Antonín Dvořák
String Quartet op. 96 „American“/String Quintet op. 97/ Humoresques op. 101
Roland Glassl (Viola), Mandelring Quartett
Auch wenn es verständlich ist, dass sich Ensembles in ihren Konzerten gern mit Repertoirewerken auseinandersetzen, bleibt doch die Frage nach der Notwendigkeit, solche Auseinandersetzungen auch auf CD zu dokumentieren. Anders gefragt: Wo liegt der Mehrwert einer neuen Produktion, wenn mit der Veröffentlichung doch nur die ohnehin ausgetretenen Pfade des Klassikmarktes weiter verbreitert werden? Das Mandelring Quartett beantwortet diese Frage bei seiner Antonín-Dvořák-Lektüre durch eine gezielte Werkauswahl: Das Ensemble richtet den Blick auf Kammermusik, die der Komponist während seines Aufenthalts in den USA geschrieben hat. Den Anfang macht hier erwartungsgemäß das sogenannte „amerikanische“ Streichquartett Nr. 12 F-Dur op. 96 aus dem Jahr 1893. Tatsächlich kann das Mandelring Quartett mit seiner Interpretation überzeugen: Voller Elastizität treten die rhythmischen Elemente der Rahmensätze hervor, die Zeichnung von Themen und melodischen Phrasen gerät plastisch. Die Genauigkeit bei der Wiedergabe geht mit einem Höchstmaß an Sensibilität bei der dynamischen Zeichnung von Texturen oder dramaturgischen Entwicklungen einher, der Umgang mit den Tempi nimmt durch eine feine Flexibilität, die immer wieder für Überraschungen sorgt, für sich ein.

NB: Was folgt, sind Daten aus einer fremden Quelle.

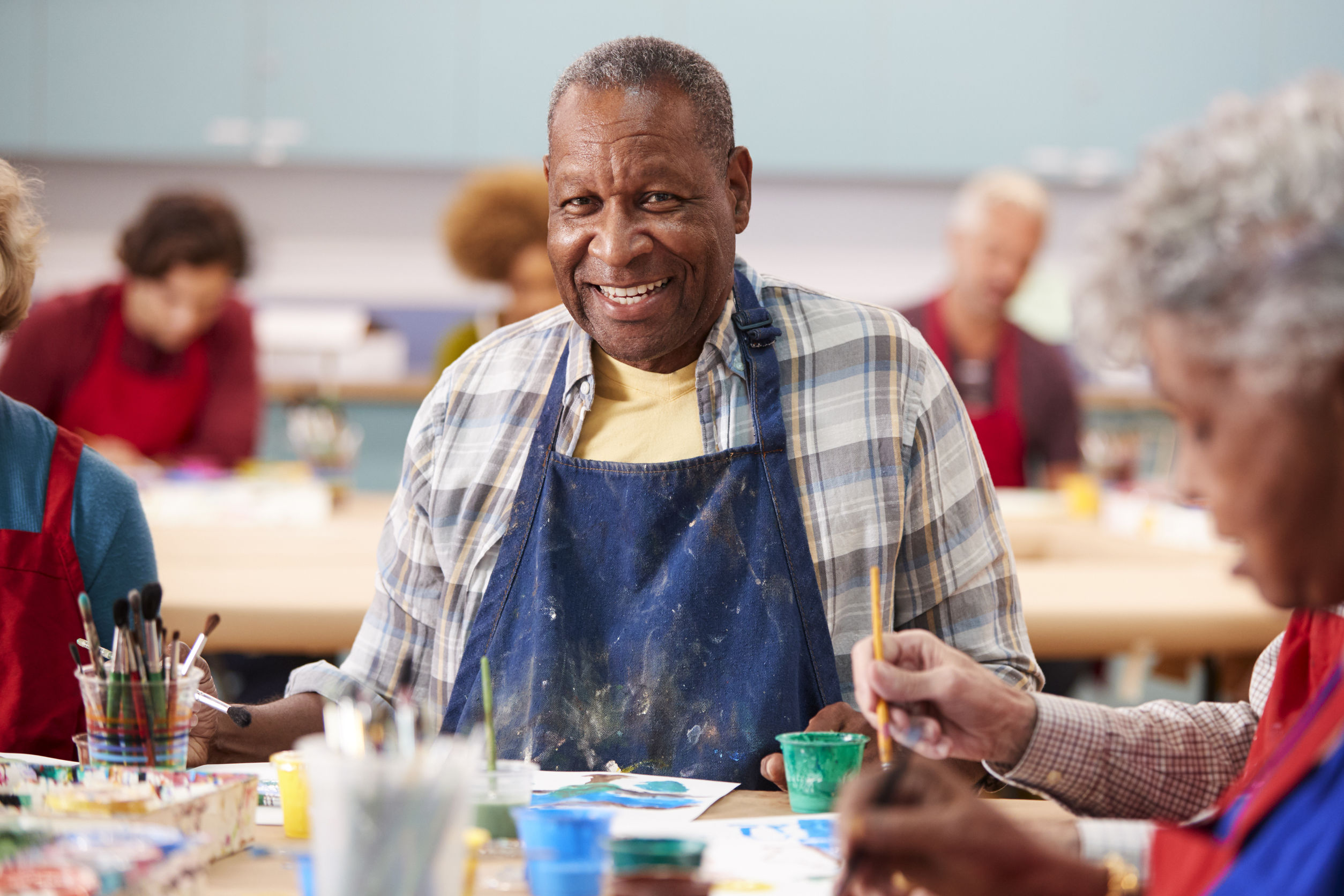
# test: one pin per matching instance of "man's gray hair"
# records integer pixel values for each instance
(994, 187)
(1222, 225)
(635, 64)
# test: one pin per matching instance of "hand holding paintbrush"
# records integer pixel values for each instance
(943, 704)
(919, 825)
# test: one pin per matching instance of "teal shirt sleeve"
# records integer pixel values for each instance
(112, 537)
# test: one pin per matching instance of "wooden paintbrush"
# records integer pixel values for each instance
(884, 711)
(91, 634)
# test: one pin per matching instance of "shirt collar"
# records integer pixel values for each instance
(721, 346)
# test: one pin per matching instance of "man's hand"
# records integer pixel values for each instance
(935, 834)
(838, 716)
(205, 722)
(962, 710)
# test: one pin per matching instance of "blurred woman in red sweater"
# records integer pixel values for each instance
(160, 364)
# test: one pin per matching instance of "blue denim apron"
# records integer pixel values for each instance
(658, 618)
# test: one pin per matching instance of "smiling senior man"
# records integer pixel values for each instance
(655, 510)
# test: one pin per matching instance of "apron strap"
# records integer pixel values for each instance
(757, 333)
(61, 483)
(527, 499)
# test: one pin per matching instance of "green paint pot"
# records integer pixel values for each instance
(816, 765)
(640, 855)
(495, 793)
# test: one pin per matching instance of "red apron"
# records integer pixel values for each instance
(39, 616)
(1189, 860)
(999, 429)
(156, 414)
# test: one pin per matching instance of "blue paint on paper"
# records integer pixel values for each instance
(663, 786)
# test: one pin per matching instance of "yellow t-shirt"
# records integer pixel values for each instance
(639, 417)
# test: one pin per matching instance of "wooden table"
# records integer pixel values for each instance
(272, 875)
(1085, 593)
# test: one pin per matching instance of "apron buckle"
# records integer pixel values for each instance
(757, 325)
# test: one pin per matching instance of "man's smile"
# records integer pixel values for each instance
(632, 295)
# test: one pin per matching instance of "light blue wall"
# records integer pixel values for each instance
(892, 88)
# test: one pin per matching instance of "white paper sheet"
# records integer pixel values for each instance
(790, 854)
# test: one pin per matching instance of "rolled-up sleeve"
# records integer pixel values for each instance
(409, 586)
(956, 570)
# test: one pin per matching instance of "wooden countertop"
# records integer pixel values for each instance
(1085, 592)
(273, 875)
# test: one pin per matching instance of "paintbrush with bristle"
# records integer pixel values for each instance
(212, 622)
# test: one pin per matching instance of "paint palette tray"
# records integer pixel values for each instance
(218, 808)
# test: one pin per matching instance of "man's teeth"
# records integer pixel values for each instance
(631, 295)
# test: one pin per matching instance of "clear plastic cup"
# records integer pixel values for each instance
(495, 793)
(138, 723)
(385, 824)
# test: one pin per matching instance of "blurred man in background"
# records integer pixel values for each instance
(159, 366)
(1017, 390)
(495, 232)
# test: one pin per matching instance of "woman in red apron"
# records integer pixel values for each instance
(1240, 312)
(160, 366)
(64, 513)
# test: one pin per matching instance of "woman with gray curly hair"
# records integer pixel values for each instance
(1225, 268)
(69, 521)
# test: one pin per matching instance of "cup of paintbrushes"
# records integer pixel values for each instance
(133, 722)
(386, 824)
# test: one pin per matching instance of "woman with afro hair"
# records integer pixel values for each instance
(495, 232)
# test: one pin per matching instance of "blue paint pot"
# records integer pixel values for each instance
(566, 849)
(304, 871)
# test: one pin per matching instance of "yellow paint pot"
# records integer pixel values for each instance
(293, 792)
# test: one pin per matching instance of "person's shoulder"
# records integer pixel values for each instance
(511, 353)
(100, 483)
(68, 309)
(831, 320)
(26, 434)
(234, 322)
(1049, 359)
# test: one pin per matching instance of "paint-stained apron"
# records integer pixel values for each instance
(659, 618)
(41, 581)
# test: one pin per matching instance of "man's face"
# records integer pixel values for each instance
(644, 222)
(178, 308)
(1269, 467)
(991, 260)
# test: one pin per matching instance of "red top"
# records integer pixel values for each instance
(1289, 742)
(41, 708)
(203, 402)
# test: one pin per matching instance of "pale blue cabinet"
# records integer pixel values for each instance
(353, 81)
(851, 88)
(141, 78)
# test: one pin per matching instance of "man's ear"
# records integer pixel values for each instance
(740, 186)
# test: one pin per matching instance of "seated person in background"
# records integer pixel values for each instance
(1017, 390)
(69, 523)
(495, 232)
(160, 364)
(1241, 305)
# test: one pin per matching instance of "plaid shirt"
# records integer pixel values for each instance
(886, 464)
(1163, 759)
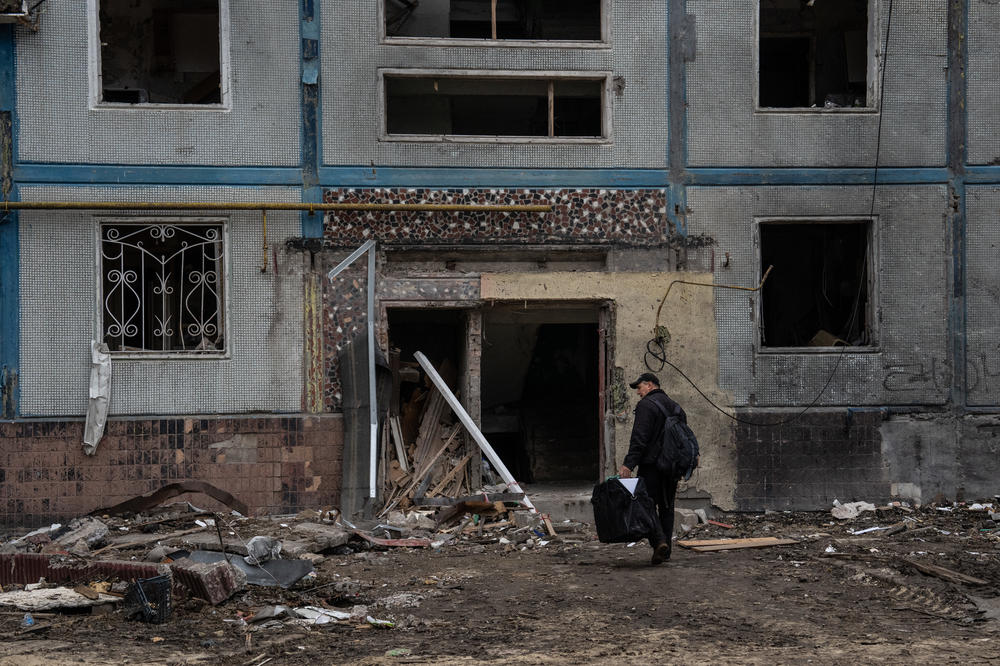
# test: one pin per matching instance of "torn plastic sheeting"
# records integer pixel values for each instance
(100, 394)
(850, 510)
(24, 568)
(405, 543)
(279, 573)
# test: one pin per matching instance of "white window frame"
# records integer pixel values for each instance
(226, 352)
(603, 43)
(607, 109)
(872, 307)
(96, 73)
(875, 61)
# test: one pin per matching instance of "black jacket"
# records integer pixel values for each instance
(647, 428)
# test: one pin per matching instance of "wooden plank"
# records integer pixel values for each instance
(709, 545)
(943, 573)
(450, 501)
(397, 436)
(450, 476)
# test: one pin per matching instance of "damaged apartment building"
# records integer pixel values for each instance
(784, 208)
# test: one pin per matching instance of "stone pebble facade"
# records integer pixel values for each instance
(580, 216)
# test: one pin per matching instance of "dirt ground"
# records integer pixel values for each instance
(832, 598)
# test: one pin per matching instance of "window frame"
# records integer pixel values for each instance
(874, 68)
(96, 68)
(149, 220)
(607, 110)
(872, 307)
(603, 43)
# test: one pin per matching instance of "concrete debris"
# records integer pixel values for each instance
(685, 520)
(51, 598)
(850, 510)
(91, 531)
(322, 537)
(212, 581)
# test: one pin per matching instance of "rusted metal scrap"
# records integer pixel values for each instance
(157, 497)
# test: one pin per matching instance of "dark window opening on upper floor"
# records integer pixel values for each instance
(818, 294)
(814, 53)
(469, 106)
(554, 20)
(160, 52)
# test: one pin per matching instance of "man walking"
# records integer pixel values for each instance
(643, 448)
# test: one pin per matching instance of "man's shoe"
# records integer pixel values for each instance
(660, 554)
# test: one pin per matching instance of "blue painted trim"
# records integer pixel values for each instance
(96, 174)
(816, 176)
(10, 334)
(432, 177)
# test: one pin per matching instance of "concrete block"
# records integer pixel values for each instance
(685, 520)
(213, 582)
(324, 536)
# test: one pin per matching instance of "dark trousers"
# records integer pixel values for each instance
(663, 490)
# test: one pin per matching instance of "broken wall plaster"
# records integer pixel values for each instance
(690, 316)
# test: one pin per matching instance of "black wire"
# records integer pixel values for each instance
(660, 355)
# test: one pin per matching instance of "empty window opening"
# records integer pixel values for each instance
(814, 54)
(553, 20)
(160, 52)
(540, 392)
(468, 106)
(818, 294)
(162, 287)
(440, 334)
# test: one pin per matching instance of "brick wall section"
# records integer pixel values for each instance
(807, 463)
(273, 464)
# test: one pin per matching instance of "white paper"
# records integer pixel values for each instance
(630, 484)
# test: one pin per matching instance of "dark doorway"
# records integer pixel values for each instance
(540, 392)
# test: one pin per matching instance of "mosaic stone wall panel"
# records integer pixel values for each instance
(627, 217)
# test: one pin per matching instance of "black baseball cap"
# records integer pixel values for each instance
(645, 377)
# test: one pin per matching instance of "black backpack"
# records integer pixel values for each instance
(678, 455)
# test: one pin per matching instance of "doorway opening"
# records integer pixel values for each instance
(541, 391)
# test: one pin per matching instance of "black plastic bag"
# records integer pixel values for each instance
(621, 516)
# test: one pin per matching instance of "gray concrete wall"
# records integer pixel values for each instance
(261, 126)
(910, 363)
(951, 456)
(352, 56)
(725, 130)
(59, 314)
(983, 304)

Dass die Musiker:innen das bekannte Streichquartett mit dem unmittelbar im Anschluss entstandenen Streichquintett Nr. 3 Es-Dur op. 97 kombinieren, ist ein erster Pluspunkt gegenüber anderen Aufnahmen, denn dadurch wird es möglich, Dvořáks Entwicklung weiterzuverfolgen: Gemeinsam mit dem Bratschisten Roland Glassl führt das Ensemble vor, dass der Komponist in dem ausgedehnteren Werk zwar in Bezug auf thematische Gestaltung, Harmonik und melodische Bildungen sehr eng bei der musikalischen Sprache von op. 96 verweilt, dass er aber demgegenüber den vorwiegend lyrischen Charakter des Quartetts ins Dramatische zu wenden weiß. Bei aller Ähnlichkeit des Ausdrucks gewinnt das Streichquintett hierdurch eine größere Tiefe.

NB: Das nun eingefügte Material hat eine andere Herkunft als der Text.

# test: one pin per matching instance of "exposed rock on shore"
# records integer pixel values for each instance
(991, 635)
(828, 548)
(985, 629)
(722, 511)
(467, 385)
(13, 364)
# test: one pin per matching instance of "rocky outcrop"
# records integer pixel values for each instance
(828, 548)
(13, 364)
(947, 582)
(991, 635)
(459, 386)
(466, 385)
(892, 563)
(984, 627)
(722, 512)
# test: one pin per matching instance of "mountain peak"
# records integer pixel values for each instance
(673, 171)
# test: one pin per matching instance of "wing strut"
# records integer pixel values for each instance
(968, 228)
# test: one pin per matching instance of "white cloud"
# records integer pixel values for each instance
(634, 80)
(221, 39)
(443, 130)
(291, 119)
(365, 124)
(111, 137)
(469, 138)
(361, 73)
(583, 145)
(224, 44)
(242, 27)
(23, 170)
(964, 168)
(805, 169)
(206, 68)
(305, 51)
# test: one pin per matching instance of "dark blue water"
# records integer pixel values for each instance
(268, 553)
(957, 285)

Das Ensemble beschließt die CD – und dies ist die größte Überraschung – mit einer von Matthias Eichhorn für Streichquartett arrangierten Fassung der Humoresken op. 101. Die acht ursprünglich für Klavier entstandenen Miniaturen, in New York begonnen und dann 1894 in der böhmischen Heimat fertiggestellt, warten mit einer musikalischen Vielfalt auf, die das Ensemble zu Höchstleistungen anspornt: Die Herausarbeitung der trotz identischer Grundtempi völlig differierenden musikalischen Charaktere und die Nachzeichnung der zahlreichen Stimmungs- und Farbwechsel auf engstem Raum runden die Produktion mit einem erfreulichen Höhepunkt ab. Und spätestens hier ist dann auch die Frage nach dem Mehrwert der CD beantwortet.